The 2019 multi-firm review covered 11 non-bank payment service providers (PSPs) to assess how well they met the requirements
for safeguarding service users’ funds set out in the Payment Services Regulations 2017 (PSRs) and EMRs. The FCA reported poor safeguarding understanding and compliance. Firms were required to attest they had carried out a review of safeguarding arrangements and were satisfied they were compliant.
SOME EMIs ALREADY SYSTEMICALLY IMPORTANT
No one yet knows how systemic EMIs’ and APIs’ safeguarding and financial sustainability issues are, including the FCA, because it will have been unable to visit many. It is simply a matter of the number of firms versus FCA resources.
Officials suspect, however, there is enough of a minority in trouble to merit more regulatory attention if not intervention. It is at times such as these, they said, when Ponzi scheme frauds are revealed and finding a hole in firms’ safeguarding account is more likely too.
“It’s interesting the regulator is locking onto client assets. It’s always been a risk but now they’re putting it up there as the number-one risk. I think where this is going is the payment providers are going to be regulated as if they are any other financial institution. They got a bit of leeway because they were new entrants and the regulators have a competition and innovation mandate,” Byrne said.
The Bank of England’s Financial Policy Committee’s July 2019 Financial Stability Report expressed concerns about EMI’s impact on wider financial stability.
“It has become increasingly difficult, within the current framework, for any one of [the UK regulators] to assess risks across the overall payments network.
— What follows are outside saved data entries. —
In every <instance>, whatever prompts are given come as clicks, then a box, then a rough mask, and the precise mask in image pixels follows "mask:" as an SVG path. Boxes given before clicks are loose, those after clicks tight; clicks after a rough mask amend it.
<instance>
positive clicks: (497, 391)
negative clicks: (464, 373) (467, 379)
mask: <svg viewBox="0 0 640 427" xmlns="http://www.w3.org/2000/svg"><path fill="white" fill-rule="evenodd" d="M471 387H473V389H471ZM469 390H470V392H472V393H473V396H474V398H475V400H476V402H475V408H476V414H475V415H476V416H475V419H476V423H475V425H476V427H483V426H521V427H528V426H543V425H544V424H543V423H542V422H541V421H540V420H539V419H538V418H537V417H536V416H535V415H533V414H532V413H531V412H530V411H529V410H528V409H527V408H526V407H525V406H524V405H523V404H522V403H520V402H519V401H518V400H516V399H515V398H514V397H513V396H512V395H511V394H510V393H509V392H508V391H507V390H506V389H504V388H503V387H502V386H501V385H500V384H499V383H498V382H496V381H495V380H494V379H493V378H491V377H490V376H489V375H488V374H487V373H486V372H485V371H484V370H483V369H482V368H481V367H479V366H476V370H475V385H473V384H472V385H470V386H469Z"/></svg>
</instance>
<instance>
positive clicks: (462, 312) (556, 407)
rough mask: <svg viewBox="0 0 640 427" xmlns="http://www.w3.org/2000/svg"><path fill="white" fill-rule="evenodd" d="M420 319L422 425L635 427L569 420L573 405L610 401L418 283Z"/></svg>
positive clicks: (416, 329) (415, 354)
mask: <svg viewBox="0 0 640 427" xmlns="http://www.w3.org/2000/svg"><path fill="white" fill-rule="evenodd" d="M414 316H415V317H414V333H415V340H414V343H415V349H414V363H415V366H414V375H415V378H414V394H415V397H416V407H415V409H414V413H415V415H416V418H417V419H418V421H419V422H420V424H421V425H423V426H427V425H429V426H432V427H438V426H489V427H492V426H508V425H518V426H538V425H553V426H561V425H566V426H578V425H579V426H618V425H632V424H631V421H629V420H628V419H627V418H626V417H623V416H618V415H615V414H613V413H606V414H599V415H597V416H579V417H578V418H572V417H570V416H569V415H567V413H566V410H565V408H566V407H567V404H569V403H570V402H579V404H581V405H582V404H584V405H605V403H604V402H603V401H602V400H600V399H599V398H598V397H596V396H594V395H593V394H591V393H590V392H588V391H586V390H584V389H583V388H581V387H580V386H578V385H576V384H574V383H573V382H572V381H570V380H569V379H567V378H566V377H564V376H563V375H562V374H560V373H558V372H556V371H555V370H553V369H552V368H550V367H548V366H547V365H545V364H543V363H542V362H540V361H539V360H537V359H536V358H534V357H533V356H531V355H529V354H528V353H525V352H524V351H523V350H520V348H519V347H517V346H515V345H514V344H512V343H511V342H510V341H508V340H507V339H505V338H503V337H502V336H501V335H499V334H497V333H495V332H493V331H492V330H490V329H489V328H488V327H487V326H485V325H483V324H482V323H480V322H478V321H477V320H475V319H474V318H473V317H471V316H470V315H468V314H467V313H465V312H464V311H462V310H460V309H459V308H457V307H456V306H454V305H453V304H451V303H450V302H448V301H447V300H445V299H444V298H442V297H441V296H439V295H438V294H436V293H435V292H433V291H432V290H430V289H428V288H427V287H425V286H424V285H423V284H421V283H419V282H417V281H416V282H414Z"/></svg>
Where innovators are seeking to develop new payment methods and infrastructures, the Bank will be vigilant to the potential impacts on the stability of the financial system,” it wrote.
The committee said it would assess “developments in the scope and nature of regulation for payments and other innovative financial services to ensure the approach reflects their systemic importance”.
How far regulators will go with further EMIs rules will depend on how big the risks become. Regulators’ innovation and competition mandate means these firms have benefited from a less stringent regime as countries sought to be attractive to EMIs and fintechs more generally.
“There’s a fairly delicate balance between encouraging these companies to invest and establish businesses in the UK, and regulating their activities. As the number of people who switch to using these services, as opposed to traditional ones, increases, the risks will crystallise. A lot of fintechs are geared more toward tech rather than financial services and some may lack compliance expertise and financial experience. Also, traditionally, a lot of tech companies fail. That’s the model. But when financial services firms fail, there are consequences for a lot of people,” said Mathew Orr, a senior associate in Shearman & Sterling’s litigation practice in London and who formerly worked at the FCA.
ACT LIKE A BANK, OFFER BANK-LIKE SERVICES BUT… NOT A BANK
Already a small number of these EMIs have amassed large market shares and even though they are not banks, they behave like them offering bank-like services while not being a bank and, crucially, providing no FSCS protection.
“When a small number of payment providers have a large part of the market share they are going to be systemically important utilities just like banks are, but they aren’t run like that. If you have a tech company that’s an essential part of the [financial] infrastructure and its propped up by private equity funds that’s never been profitable it doesn’t matter what the regulators do. What the regulators need to do is look at whether [a business model] is sustainable and profitable. The issue with the payment providers is they’ve got to a place where they’ve acquired enormous scale and have amassed huge amounts if investor capital, but if they’re loss making, they’re not sustainable. If you look at all the banks and all the sustainability criteria they have to meet, you have to ask the question — the banks would not be left to run their businesses like this?” Byrne said.